Hi Frank!,
that is very interesting question. The reason is purely practical - current accelerators work with polygon representation of the surfaces. More smooth the surface is, more polygons are produced and the speed goes down and GPU memory higher.
Todays mainstream GPUs don't have that big problem with polycount, but low end such as Intel graphics cards are very sensitive to high polycounts. I remember last time I checked performance characteristics of Intel card (1,5 year ago), even using very optimized approaches such as Vertex Arrays, Vertex Buffer Objects or Display Lists, the limit was slightly over 30 000 polygons at real time speed (textured, lighted). In the same time, comparable GPUs from ATi or NVIDIA can render 3 000 000 polygons at least.
So there is still need to optimize, if you need to ship to all hardware platforms.
Many CSG programs have nicely rounded shapes, but it comes at the price - you might notice for example in SolidWorks that:
- screen is not refreshed continuously, only when needed
- during the rotation and other movements, the decal of objects goes down, sometimes into extreme where things like complex wheel model for example get suddenly replaced by box during the rotation, to keep the experience real time
- the performance is not exactly realtime for models composed from multiple objects
In TBGL, you can control the level of detail for objects using TBGL_SetPrimitiveQuality, so with really high detail level, the shapes become round.

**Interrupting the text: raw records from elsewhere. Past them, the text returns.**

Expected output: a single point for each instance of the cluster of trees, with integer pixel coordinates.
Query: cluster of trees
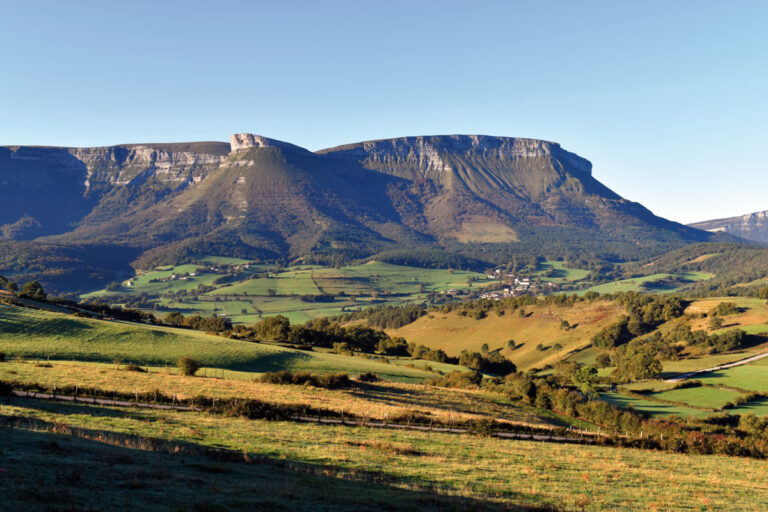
(646, 312)
(30, 290)
(491, 362)
(320, 332)
(385, 317)
(213, 324)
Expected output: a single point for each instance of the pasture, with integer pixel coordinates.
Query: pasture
(256, 291)
(635, 284)
(454, 471)
(46, 335)
(453, 333)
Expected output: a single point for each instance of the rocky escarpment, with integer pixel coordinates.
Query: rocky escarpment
(256, 197)
(51, 190)
(428, 156)
(243, 141)
(753, 226)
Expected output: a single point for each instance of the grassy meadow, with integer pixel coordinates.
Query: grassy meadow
(453, 333)
(381, 400)
(261, 290)
(412, 469)
(43, 335)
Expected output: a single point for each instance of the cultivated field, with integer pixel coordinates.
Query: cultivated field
(259, 290)
(541, 325)
(45, 335)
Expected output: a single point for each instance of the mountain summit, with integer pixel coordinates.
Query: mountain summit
(753, 226)
(262, 198)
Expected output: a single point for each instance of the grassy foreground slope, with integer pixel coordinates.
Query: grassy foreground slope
(306, 466)
(48, 335)
(453, 333)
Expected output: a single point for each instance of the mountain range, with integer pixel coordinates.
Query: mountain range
(753, 226)
(73, 215)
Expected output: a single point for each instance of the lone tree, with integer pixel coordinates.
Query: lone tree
(188, 366)
(585, 377)
(33, 290)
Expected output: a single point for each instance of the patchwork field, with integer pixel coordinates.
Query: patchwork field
(636, 284)
(246, 292)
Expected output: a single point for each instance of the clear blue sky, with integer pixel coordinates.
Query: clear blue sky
(666, 98)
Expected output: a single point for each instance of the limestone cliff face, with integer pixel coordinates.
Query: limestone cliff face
(49, 190)
(431, 155)
(753, 226)
(242, 141)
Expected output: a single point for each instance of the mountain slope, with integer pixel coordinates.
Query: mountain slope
(261, 198)
(753, 226)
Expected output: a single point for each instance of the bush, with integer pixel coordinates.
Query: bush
(368, 377)
(187, 365)
(328, 380)
(458, 379)
(603, 360)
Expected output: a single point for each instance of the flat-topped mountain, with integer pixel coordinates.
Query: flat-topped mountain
(261, 198)
(753, 226)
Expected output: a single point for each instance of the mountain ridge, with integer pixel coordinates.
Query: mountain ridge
(483, 196)
(752, 226)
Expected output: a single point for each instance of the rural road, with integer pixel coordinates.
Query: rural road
(685, 376)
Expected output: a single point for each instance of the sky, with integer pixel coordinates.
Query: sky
(667, 99)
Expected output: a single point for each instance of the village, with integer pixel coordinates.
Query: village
(517, 285)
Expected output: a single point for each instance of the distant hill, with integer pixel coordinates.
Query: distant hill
(753, 226)
(69, 209)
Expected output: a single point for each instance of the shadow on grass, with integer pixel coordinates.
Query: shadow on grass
(57, 467)
(415, 399)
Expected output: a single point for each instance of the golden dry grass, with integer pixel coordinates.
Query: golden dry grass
(454, 333)
(375, 401)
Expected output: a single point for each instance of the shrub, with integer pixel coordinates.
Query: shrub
(187, 365)
(368, 377)
(603, 360)
(458, 379)
(5, 388)
(328, 380)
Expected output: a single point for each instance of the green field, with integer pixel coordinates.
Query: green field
(752, 377)
(267, 291)
(303, 466)
(635, 284)
(650, 407)
(43, 335)
(559, 273)
(702, 396)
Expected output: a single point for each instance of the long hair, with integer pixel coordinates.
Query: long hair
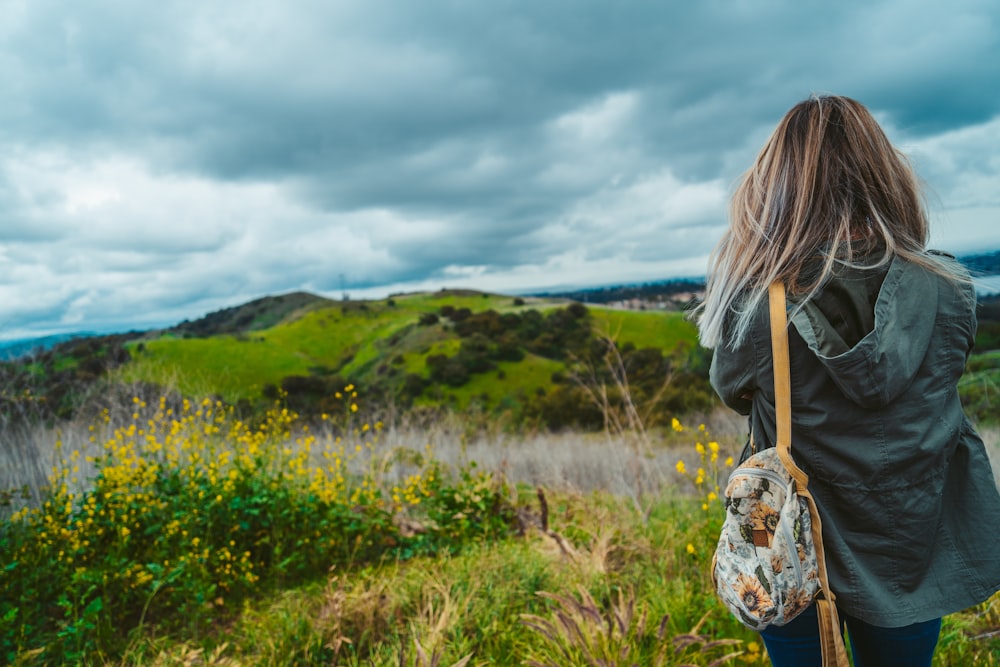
(828, 188)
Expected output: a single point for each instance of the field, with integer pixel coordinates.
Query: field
(455, 521)
(174, 534)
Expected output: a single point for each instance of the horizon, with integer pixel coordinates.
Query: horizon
(986, 286)
(162, 160)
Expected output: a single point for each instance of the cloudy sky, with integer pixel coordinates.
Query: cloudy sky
(159, 160)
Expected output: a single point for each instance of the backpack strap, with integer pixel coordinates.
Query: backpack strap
(831, 639)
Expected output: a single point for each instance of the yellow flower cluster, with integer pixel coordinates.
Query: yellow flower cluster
(706, 477)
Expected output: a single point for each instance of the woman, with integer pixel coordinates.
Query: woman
(880, 329)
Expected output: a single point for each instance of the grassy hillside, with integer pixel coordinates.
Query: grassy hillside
(495, 353)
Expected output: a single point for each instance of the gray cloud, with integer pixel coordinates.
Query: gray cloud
(162, 159)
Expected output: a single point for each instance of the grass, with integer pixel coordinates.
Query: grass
(178, 535)
(361, 340)
(644, 328)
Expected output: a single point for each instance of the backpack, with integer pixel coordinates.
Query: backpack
(769, 564)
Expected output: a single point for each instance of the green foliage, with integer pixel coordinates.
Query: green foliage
(190, 513)
(979, 388)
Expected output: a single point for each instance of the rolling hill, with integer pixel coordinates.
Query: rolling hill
(477, 353)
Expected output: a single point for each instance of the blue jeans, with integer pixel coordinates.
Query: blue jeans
(797, 643)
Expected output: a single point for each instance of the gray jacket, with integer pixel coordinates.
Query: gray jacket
(910, 507)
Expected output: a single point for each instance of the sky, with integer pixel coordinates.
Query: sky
(161, 160)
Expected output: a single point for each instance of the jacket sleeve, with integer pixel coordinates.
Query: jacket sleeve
(732, 375)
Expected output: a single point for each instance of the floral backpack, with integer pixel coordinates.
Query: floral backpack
(769, 565)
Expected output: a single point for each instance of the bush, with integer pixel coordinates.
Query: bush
(189, 513)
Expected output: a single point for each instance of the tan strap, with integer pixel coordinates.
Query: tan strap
(831, 639)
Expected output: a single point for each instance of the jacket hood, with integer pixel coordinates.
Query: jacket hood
(876, 369)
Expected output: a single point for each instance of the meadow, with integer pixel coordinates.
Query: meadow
(173, 532)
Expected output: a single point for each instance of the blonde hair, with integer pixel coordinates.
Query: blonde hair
(827, 188)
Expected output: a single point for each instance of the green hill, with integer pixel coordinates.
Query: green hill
(461, 350)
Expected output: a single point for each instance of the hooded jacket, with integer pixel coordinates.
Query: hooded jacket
(903, 484)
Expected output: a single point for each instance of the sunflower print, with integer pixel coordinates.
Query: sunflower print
(752, 593)
(765, 584)
(763, 517)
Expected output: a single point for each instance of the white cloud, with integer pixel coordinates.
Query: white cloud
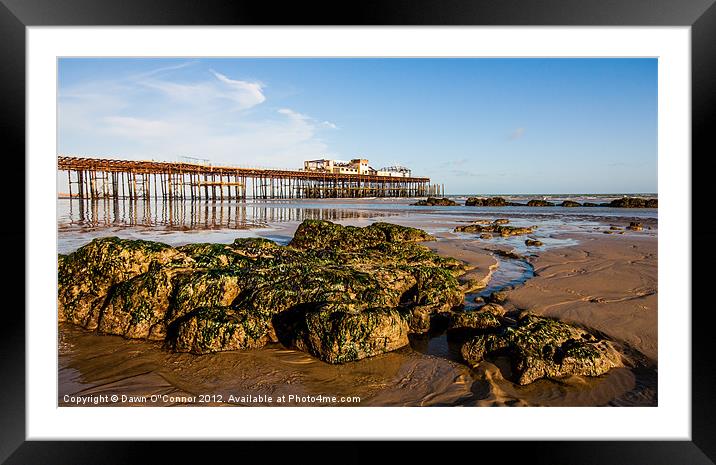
(517, 134)
(150, 116)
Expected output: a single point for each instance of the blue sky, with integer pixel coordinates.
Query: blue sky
(476, 125)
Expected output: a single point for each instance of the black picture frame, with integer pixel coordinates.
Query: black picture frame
(16, 15)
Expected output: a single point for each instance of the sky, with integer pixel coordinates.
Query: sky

I attach simple example demonstrating change of primitive quality during manipulation.
Petr
P.S. Currently, there is very exciting new technology with brand new cards, where tesselation (subdivision of rough surfaces to look smooth) is accelerated in hardware. But as it is implemented only on last generation of hardware, TBGL does not contain support for it yet. But to optimize performance, there are some precalculations done when changing primitive quality setting, but the render then goes at full speed.